Reputation: 3629
Consider the the data frame df
which contains the column location
.
df <- structure(
list(location = c("International Society for Horticultural Science (ISHS), Leuven, Belgium",
"International Society for Horticultural Science (ISHS), Leuven, Belgium",
"White House, Jodhpur, India", "Crop Science Society of the Philippines, College, Philippines",
"Crop Science Society of the Philippines, College, Philippines",
"Institute of Forest Science, Kangwon National University, Kangwon, Korea Republic")),
.Names = "location",
row.names = c(NA, -6L),
class = "data.frame")
I was trying to extract the address
from location
. The address
should contain the string of words that are separated by the last comma.

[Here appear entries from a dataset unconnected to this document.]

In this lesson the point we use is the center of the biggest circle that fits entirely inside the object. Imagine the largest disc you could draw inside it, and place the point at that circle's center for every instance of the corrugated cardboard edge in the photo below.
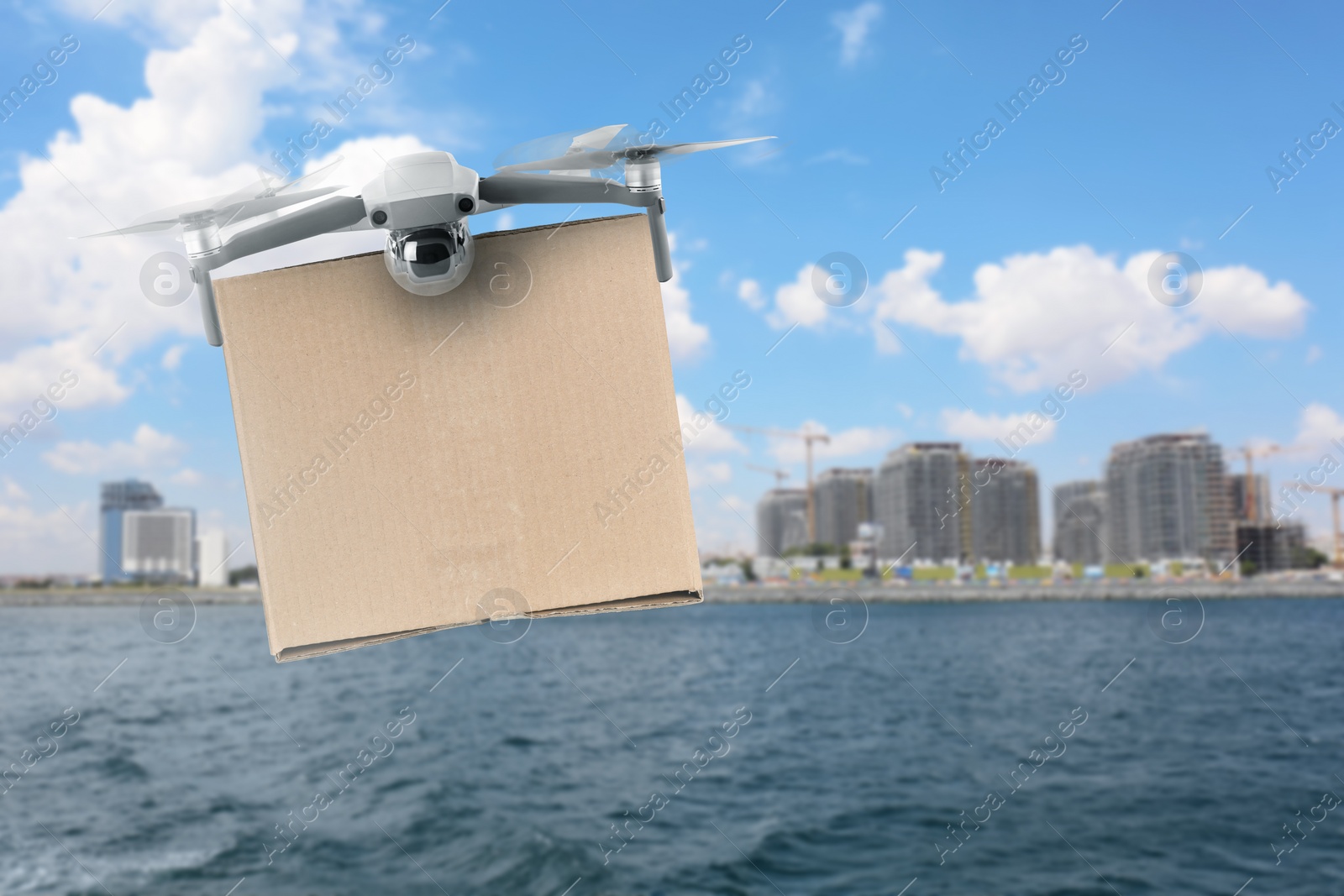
(651, 602)
(288, 654)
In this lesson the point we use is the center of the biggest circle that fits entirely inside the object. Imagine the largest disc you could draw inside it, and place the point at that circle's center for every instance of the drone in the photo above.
(423, 202)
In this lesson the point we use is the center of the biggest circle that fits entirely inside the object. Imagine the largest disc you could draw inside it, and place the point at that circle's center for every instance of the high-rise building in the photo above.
(1240, 497)
(1167, 499)
(1079, 523)
(843, 500)
(781, 521)
(1269, 547)
(1005, 511)
(212, 559)
(118, 497)
(159, 546)
(920, 501)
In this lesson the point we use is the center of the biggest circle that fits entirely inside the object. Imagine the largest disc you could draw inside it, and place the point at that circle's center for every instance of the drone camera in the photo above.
(430, 261)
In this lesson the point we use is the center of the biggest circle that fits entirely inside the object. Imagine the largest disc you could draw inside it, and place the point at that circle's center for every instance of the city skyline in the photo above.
(983, 284)
(1166, 496)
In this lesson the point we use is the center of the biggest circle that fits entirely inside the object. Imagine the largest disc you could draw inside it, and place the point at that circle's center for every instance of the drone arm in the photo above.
(326, 217)
(662, 249)
(558, 188)
(338, 212)
(512, 190)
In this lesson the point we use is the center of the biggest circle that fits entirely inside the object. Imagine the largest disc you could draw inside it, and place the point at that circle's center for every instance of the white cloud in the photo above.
(711, 438)
(172, 358)
(194, 134)
(1316, 427)
(754, 101)
(1037, 316)
(47, 542)
(860, 439)
(685, 336)
(983, 427)
(749, 291)
(31, 371)
(797, 302)
(148, 450)
(13, 492)
(853, 27)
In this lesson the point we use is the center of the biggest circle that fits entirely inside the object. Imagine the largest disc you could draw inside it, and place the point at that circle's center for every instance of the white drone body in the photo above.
(423, 202)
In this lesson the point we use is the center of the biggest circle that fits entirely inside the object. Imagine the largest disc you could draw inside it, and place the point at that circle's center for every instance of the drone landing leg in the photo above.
(662, 250)
(208, 313)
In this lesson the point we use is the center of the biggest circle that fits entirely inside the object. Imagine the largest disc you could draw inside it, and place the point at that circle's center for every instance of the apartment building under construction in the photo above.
(1167, 497)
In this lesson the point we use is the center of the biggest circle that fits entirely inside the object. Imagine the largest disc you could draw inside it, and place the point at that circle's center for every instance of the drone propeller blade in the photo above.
(557, 145)
(680, 149)
(228, 215)
(598, 159)
(134, 228)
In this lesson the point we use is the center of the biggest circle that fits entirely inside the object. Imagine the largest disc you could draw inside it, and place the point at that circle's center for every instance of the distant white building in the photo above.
(212, 558)
(159, 544)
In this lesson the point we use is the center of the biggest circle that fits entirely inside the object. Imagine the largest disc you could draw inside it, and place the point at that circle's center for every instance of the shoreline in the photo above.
(1146, 590)
(1126, 590)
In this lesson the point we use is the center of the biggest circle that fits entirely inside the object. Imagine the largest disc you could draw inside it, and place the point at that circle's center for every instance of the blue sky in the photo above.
(1030, 264)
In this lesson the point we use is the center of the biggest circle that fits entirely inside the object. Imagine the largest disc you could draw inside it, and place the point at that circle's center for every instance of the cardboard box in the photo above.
(421, 463)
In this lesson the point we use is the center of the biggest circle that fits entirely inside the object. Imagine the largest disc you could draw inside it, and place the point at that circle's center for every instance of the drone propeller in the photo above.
(260, 197)
(605, 157)
(562, 144)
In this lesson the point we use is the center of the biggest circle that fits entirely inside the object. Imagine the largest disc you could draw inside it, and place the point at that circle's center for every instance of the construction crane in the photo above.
(1335, 508)
(808, 438)
(1252, 452)
(780, 476)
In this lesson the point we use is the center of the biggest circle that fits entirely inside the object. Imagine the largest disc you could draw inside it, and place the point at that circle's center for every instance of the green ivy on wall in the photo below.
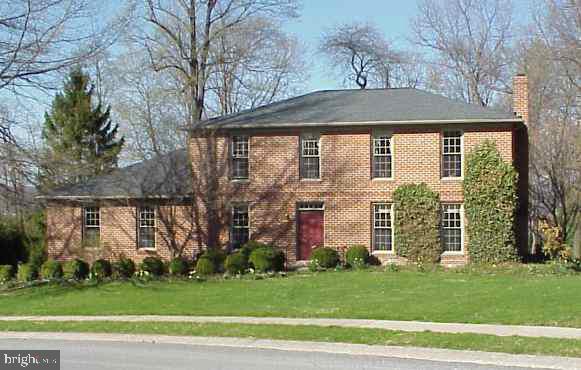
(417, 223)
(490, 200)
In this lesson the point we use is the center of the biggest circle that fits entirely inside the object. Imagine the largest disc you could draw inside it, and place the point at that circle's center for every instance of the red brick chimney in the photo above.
(520, 96)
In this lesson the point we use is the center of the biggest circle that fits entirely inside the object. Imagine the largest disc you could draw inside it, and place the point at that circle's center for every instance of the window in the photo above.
(382, 156)
(310, 157)
(382, 227)
(240, 229)
(452, 154)
(91, 226)
(452, 227)
(239, 157)
(146, 228)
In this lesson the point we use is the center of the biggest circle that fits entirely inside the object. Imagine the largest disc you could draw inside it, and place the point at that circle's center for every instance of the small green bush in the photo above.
(123, 268)
(357, 256)
(205, 266)
(178, 267)
(76, 269)
(236, 263)
(6, 273)
(267, 258)
(324, 257)
(27, 272)
(52, 269)
(217, 256)
(101, 269)
(152, 265)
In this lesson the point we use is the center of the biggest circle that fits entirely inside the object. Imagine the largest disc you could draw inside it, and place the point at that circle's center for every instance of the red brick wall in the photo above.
(346, 186)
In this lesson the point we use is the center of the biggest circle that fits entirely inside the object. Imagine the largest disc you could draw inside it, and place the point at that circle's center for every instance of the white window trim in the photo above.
(462, 250)
(461, 155)
(232, 205)
(231, 158)
(375, 134)
(154, 229)
(307, 135)
(392, 217)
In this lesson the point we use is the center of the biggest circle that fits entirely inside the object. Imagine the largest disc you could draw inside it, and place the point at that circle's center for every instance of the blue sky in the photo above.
(391, 16)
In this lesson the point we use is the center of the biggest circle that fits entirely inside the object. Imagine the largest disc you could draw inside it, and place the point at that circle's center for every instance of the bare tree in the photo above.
(471, 42)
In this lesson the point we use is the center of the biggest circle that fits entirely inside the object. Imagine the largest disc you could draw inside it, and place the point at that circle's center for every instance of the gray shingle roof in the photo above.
(336, 107)
(168, 175)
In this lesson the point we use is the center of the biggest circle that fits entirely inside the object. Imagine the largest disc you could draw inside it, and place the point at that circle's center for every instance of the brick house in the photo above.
(318, 169)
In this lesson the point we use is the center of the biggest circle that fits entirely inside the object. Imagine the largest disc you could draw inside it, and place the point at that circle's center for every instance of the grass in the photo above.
(440, 296)
(490, 343)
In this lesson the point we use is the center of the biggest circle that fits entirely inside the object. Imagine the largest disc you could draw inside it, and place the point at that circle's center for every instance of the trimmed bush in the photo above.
(357, 256)
(101, 269)
(6, 273)
(76, 269)
(490, 201)
(236, 263)
(205, 266)
(324, 257)
(124, 268)
(27, 272)
(267, 258)
(152, 265)
(417, 223)
(51, 269)
(178, 267)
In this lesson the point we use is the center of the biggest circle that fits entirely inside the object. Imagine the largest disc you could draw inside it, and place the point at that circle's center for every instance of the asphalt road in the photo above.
(93, 355)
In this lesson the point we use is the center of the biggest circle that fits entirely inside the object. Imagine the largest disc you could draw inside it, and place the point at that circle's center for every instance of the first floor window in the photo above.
(452, 227)
(91, 225)
(452, 154)
(382, 156)
(240, 225)
(310, 157)
(382, 227)
(146, 228)
(239, 157)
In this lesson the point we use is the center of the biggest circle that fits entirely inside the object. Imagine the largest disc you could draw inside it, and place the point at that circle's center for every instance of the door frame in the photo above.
(309, 205)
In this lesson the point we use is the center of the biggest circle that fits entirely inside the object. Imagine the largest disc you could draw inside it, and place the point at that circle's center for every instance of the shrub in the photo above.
(324, 257)
(27, 272)
(6, 273)
(178, 267)
(152, 265)
(76, 269)
(417, 223)
(236, 263)
(51, 269)
(101, 269)
(267, 258)
(205, 266)
(123, 268)
(357, 256)
(490, 201)
(217, 257)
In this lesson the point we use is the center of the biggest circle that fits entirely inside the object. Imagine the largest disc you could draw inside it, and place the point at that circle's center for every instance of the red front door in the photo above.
(311, 232)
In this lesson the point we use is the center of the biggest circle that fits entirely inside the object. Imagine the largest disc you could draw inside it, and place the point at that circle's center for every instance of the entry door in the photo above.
(311, 232)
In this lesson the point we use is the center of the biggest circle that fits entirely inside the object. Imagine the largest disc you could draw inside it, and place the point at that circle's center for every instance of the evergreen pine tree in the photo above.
(78, 134)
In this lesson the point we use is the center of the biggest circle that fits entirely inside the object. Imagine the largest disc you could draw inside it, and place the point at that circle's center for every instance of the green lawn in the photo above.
(490, 343)
(405, 295)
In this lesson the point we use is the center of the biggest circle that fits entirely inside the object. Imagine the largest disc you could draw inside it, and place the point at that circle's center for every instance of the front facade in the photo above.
(297, 179)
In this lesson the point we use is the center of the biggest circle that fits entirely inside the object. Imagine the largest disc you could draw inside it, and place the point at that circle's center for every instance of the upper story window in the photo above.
(452, 154)
(146, 228)
(382, 157)
(310, 163)
(239, 150)
(452, 227)
(91, 225)
(382, 227)
(240, 225)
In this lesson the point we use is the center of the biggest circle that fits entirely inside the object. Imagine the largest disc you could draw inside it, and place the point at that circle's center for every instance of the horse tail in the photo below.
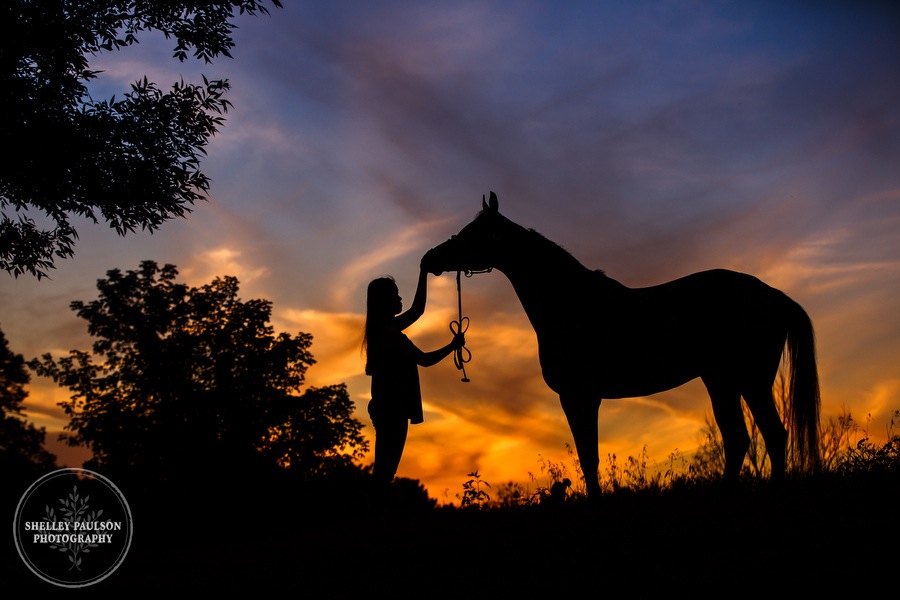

How do I do this? I have been trying to learn regular expressions but my knowledge is not up to par. Here is what I tried:
library(tidyverse)
df %>% mutate(address = str_extract(location, "[:alpha:]+$")) %>% select(address)
This outputs
# address
# 1 Belgium
# 2 Belgium
# 3 India
# 4 Philippines
# 5 Philippines
# 6 Republic
Here is my desired output:
# address
# 1 Leuven, Belgium
# 2 Leuven, Belgium
# 3 Jodhpur, India
# 4 College, Philippines
# 5 College, Philippines
# 6 Kangwon, Korea Republic
Upvotes: 1
Views: 838
Reputation: 389335
Like you even my knowledge of regex is not up to par. So after trying to find out different ways to do it in regex, I gave up and use the traditional approach.
sapply(strsplit(df$location, ","), function(x) paste0(tail(x, 2), collapse = ","))
#[1] " Leuven, Belgium" " Leuven, Belgium"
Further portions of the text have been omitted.